Audience: 10-12 years
Review by Sarah Bihn (she/her)
MLIS Student, Kent State University iSchool
When Hanna and her widowed father settle in the small town of LaForge in the Dakota Territory, Hanna is both excited and worried. Excited because after three years of traveling, they are finally in a town where they bought a store instead of renting–meaning her father intends to stay for longer than normal–and because she might be able to go to an actual school. Since leaving behind San Francisco, Hanna has not felt welcomed in any town she and her father try to settle in. However, in LaForge, the Justice of the Peace is a friend of her father’s, and there is a chance he might let her go to school with the other town children. Granted, it is a one-room school, but Hanna is determined to graduate. However, the worries of being half-Asian in 1880 and the prejudice of the town weigh down on Hanna’s aspirations.
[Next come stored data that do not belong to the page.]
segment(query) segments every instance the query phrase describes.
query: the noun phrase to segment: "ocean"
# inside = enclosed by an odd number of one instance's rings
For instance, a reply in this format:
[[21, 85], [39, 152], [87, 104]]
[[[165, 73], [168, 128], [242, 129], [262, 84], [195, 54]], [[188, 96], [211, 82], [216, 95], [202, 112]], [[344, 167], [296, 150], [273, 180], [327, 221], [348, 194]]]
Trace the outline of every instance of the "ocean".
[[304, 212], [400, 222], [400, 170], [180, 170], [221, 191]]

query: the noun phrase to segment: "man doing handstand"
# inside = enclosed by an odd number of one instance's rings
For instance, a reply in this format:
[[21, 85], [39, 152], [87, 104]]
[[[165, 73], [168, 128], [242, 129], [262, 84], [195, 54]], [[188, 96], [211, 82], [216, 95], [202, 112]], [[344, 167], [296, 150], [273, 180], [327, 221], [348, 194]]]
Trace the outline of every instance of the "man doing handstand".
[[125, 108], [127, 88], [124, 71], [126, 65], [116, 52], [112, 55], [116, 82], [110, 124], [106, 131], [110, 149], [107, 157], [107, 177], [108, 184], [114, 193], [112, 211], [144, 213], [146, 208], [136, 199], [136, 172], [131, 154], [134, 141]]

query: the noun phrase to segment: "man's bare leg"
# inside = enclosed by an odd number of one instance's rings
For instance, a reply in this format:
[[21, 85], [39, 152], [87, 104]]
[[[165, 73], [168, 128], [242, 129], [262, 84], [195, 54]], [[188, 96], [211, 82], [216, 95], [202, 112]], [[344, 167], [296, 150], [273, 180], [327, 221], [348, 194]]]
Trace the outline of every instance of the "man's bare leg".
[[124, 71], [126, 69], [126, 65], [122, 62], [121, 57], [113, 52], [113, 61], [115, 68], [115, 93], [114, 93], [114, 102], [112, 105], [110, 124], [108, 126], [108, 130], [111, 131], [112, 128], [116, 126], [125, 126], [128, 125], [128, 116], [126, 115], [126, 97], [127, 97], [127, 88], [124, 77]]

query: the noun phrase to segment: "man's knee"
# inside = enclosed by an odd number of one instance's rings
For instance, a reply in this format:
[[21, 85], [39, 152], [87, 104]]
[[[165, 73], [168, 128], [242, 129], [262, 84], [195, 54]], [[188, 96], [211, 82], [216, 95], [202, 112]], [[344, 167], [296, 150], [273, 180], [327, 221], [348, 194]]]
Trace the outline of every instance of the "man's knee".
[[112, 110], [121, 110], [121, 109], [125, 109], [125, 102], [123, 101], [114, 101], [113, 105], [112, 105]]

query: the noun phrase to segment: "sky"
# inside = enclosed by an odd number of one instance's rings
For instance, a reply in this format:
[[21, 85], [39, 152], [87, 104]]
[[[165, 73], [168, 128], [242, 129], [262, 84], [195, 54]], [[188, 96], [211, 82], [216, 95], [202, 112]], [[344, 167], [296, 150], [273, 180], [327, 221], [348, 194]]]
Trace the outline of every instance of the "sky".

This historical fiction, told from the point-of-view of a diverse teenager, is a poignant reminder that there is more than one perspective to history. Hanna’s voice resonates with honesty and confusion as she tries to find friends among her classmates, and make LaForge her home. Her frank assessment of the world around her, from how the Native Americans are treated to how she herself is treated, is a powerful glimpse into the history of diverse communities and individuals in America. Throughout her journey, Hanna is guided by the memory of her mother’s strength and wisdom, and comes to find that she inherited more than just her appearances from her mother. Linda Sue Park is unafraid to write about the harmful effect of stereotypes and how they impact those they are directed at. Before Hanna and her father even enter LaForge, Hanna is bracing for the questions and stares that come with looking different from everyone else. Yet Hanna is never without hope, and her determination and perseverance in turn give hope to readers of her story.